بِسْمِ اللّٰهِ الرَّحْمٰنِ الرَّح۪يمِ

فَمَنْ أَظْلَمُ مِمَّنِ ٱفْتَرَىٰ عَلَى ٱللَّهِ كَذِبًا أَوْ كَذَّبَ بِـَٔايَٰتِهِۦٓۚ أُوْلَٰٓئِكَ يَنَالُهُمْ نَصِيبُهُم مِّنَ ٱلْكِتَٰبِۖ حَتَّىٰٓ إِذَا جَآءَتْهُمْ رُسُلُنَا يَتَوَفَّوْنَهُمْ قَالُوٓاْ أَيْنَ مَا كُنتُمْ تَدْعُونَ مِن دُونِ ٱللَّهِۖ قَالُواْ ضَلُّواْ عَنَّا وَشَهِدُواْ عَلَىٰٓ أَنفُسِهِمْ أَنَّهُمْ كَانُواْ كَٰفِرِينَ ﴿٣٧

Allah'a karşı yalan uyduran veya O'nun ayetlerini yalan sayanlardan daha zalim kim vardır? İşte onlara; kitabdaki payları erişecektir.

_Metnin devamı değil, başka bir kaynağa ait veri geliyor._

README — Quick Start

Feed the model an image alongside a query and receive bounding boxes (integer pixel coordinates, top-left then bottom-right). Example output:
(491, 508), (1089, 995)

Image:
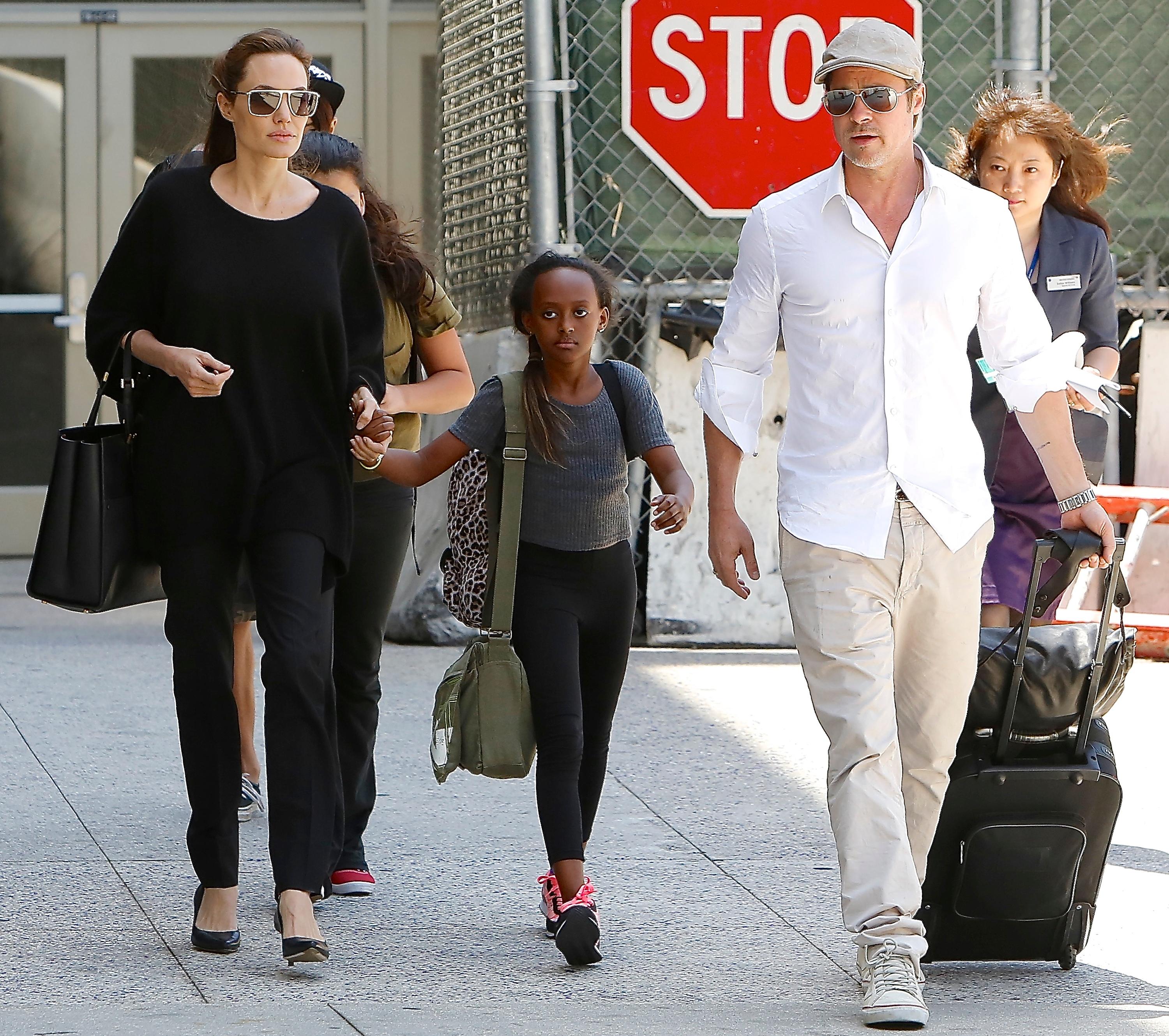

Nihayet, elçilerimiz canlarını almak üzere onlara geldiklerinde; diyeceklerdir ki: Allah'tan başka tapar olduklarınız nerede? Onlar da derler ki: Onlar, bizi bırakıp kaçtılar. Ve onlar, kendi aleyhlerine gerçekten kafir olduklarına şehadet ederler.